Artificial intelligence has created a new category of crypto income. Instead of mining coins, people now make money by powering AI networks, contributing data, and participating early in emerging protocols. Some participants already make a meaningful side income. Others earn far less than expected.

How much you earn generally depends on when you start, what equipment you have, and how patient you are. Most people won’t make enough to quit their job, but many can build a steady stream of crypto that grows over time.

Knowing which opportunities offer real income and which are mostly hype is key.

If you have a gaming PC, you already own something valuable. Modern graphics cards can train and run AI models, and decentralized networks will pay you in crypto to use that power.

Projects like Render Network, io.net, and Akash Network connect GPU owners with AI developers. Your computer does the work, and the network pays you in tokens.

Getting started usually takes less than an hour.

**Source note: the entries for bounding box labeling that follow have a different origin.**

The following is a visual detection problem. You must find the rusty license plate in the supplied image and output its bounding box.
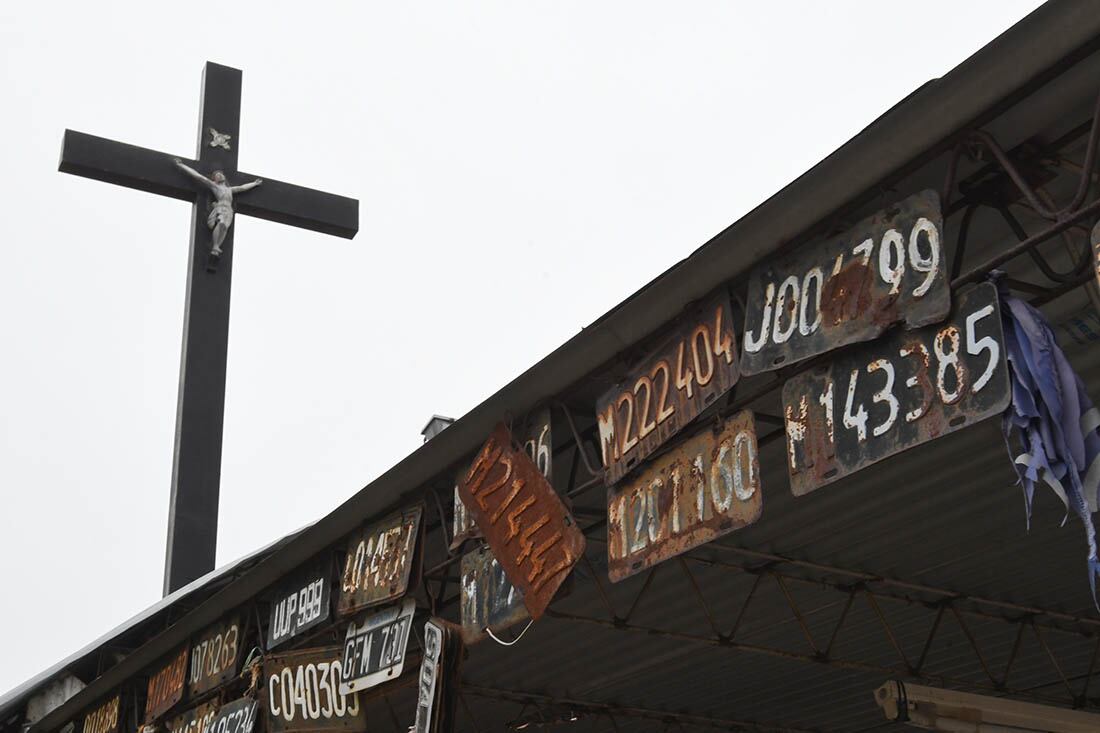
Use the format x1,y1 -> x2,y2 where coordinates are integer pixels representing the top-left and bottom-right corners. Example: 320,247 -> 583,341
204,698 -> 260,733
337,504 -> 424,615
261,646 -> 366,733
339,598 -> 416,694
607,409 -> 763,582
596,292 -> 740,483
267,560 -> 332,649
164,702 -> 218,733
84,694 -> 122,733
187,615 -> 241,697
783,283 -> 1011,496
451,407 -> 553,550
459,423 -> 584,621
145,645 -> 187,723
459,547 -> 530,645
741,190 -> 952,374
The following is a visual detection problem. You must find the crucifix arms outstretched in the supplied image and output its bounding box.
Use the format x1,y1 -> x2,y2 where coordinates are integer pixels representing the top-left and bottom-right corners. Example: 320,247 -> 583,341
175,157 -> 263,258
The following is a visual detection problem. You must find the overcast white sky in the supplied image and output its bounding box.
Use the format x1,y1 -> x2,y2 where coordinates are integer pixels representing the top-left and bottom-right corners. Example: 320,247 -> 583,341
0,0 -> 1038,692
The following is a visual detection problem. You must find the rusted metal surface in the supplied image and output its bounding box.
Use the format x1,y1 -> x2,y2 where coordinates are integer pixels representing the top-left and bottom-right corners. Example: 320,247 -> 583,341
145,645 -> 187,723
339,598 -> 416,694
84,694 -> 122,733
450,407 -> 553,550
459,423 -> 584,621
460,547 -> 530,645
607,409 -> 763,582
164,702 -> 218,733
204,698 -> 260,733
261,646 -> 366,733
187,615 -> 241,697
596,291 -> 740,483
783,283 -> 1010,496
409,617 -> 463,733
337,504 -> 424,615
741,190 -> 950,374
267,558 -> 332,650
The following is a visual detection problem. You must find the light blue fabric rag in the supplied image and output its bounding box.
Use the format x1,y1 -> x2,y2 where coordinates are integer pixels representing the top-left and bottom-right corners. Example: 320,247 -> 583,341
998,277 -> 1100,610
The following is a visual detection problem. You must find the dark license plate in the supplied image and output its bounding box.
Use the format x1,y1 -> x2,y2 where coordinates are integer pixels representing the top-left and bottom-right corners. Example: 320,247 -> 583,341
262,646 -> 366,733
783,283 -> 1010,496
340,599 -> 416,694
204,698 -> 260,733
459,423 -> 584,620
451,407 -> 553,550
165,702 -> 218,733
596,292 -> 740,483
337,505 -> 424,615
187,616 -> 241,697
267,560 -> 332,649
459,547 -> 530,645
145,646 -> 187,723
607,409 -> 763,582
741,190 -> 952,374
84,694 -> 122,733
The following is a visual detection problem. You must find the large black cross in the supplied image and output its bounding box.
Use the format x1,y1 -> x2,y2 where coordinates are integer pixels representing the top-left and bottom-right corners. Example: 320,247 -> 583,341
58,62 -> 359,595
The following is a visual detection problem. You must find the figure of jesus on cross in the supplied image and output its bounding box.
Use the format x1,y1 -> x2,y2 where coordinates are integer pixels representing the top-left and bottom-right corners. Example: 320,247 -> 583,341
175,157 -> 263,258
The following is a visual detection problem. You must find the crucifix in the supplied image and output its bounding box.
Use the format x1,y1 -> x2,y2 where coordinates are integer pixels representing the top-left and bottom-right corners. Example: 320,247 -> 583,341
58,62 -> 359,595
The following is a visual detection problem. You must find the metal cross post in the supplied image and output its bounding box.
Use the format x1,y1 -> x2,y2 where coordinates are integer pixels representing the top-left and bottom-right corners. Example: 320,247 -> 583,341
58,62 -> 359,595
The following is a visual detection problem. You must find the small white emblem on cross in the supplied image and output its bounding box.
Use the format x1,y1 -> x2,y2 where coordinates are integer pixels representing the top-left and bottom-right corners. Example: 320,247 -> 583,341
210,128 -> 233,150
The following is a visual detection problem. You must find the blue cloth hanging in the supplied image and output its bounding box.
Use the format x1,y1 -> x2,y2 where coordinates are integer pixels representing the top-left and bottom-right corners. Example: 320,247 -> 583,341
996,278 -> 1100,610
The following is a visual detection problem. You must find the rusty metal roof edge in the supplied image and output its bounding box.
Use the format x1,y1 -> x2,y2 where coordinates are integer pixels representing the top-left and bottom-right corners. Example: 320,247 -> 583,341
21,0 -> 1100,733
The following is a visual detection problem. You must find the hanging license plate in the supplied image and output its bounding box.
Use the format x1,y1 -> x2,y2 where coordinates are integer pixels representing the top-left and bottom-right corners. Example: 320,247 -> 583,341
340,599 -> 416,694
783,283 -> 1011,496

Just install the software, connect your wallet, and keep your computer running.

Income varies widely.

An RTX 3060 typically earns between $20 and $40 per month. An RTX 3080 can generate $50 to $120 monthly under steady demand. High-end GPUs like the RTX 4090 sometimes reach $200 to $300 per month during busy periods.

Electricity costs will cut into your profits. Plan for 20% to 40% of your earnings to go toward power bills.

Demand goes up and down. You’ll earn less during slow weeks, but payouts rise when the network is busy.

Sharing your GPU works best if you already have the right hardware. Buying a new GPU just to earn income is risky unless you also want it for gaming or creative projects.

Getting in early often produces the biggest rewards in crypto, and AI projects are no different.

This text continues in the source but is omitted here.